Solange es aber in eine gute Richtung geht, will ich weiter Geduld üben. Zwei Gedanken helfen mir dabei. Zum einen habe ich bei meiner Nichte beobachtet, wie sie das macht. Sie ist im Kindergartenalter und hat ja auch monatelang nicht mit anderen Kindern spielen können. Wenn ich mit ihr darüber gesprochen habe, habe ich immer den Eindruck gehabt, dass sie das einfach so hinnimmt. Kinder können das manchmal vielleicht besser als Erwachsene.

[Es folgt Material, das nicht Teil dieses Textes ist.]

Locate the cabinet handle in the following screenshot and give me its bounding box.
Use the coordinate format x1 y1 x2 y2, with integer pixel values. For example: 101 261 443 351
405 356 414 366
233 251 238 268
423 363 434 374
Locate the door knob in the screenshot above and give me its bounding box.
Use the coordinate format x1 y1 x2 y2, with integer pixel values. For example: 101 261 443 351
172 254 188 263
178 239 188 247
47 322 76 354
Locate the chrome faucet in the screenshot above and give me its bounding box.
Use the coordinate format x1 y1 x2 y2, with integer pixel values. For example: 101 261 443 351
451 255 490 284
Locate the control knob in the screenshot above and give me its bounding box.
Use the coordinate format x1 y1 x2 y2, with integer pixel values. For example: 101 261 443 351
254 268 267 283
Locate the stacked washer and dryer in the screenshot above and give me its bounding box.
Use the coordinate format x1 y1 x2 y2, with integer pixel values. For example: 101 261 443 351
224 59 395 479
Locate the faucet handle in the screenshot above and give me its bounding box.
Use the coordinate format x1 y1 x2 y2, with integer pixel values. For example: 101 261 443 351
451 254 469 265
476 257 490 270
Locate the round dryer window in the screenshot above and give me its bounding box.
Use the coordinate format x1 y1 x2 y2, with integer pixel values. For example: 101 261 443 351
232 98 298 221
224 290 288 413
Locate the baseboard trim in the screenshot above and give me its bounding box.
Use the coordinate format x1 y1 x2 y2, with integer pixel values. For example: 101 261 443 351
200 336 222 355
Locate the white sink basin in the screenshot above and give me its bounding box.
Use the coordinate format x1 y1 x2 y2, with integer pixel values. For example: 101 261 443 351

Für sie war das einfach so gegeben. Und sie hat dabei natürlich nicht an die Zukunft gedacht, sondern lebt als kleines Kind so sehr im Augenblick, dass das, was jetzt ist, ihre Einstellung bestimmt. Nicht das, was vielleicht in mehreren Monaten sein wird und auch nicht das, was sein könnte. Das nehme ich mir vor:  wie meine kleine Nichte die Dinge hinzunehmen, wie sie sind anstatt mich zu beklagen, was sein könnte. Das hilft mir schon ein bisschen.

Der zweite Gedanke hört sich fast an wie das Gegenteil. Ich kann Geduld auch lernen, wenn ich an die Zukunft denke. Aber eben nicht, indem ich frustriert an das denke, was ich vermutlich nicht haben kann. Stattdessen stelle ich mir vor, dass ich später einmal im Rückblick sagen kann: Ich habe einen Weg gefunden, ich bin gut damit umgegangen. Ich weiß zum Beispiel noch nicht, ob mein Sommerurlaub so stattfinden wird, wie ich ihn geplant habe. Aber ich bin mir sicher, dass ich irgendeinen Weg finde, wie ich mich im Sommer ein bisschen erholen kann und aus dem Alltag rauskomme. Und dazu motiviert mich auch der Gedanke, dass ich im Herbst dankbar zurückschauen kann, dass ich das Beste aus diesem Sommer gemacht habe.

Geduld üben. Als Christ schaffe ich das ein bisschen leichter, weil ich mein Leben aus Gottes Hand annehme – jetzt, in der Gegenwart und für das, was noch kommt.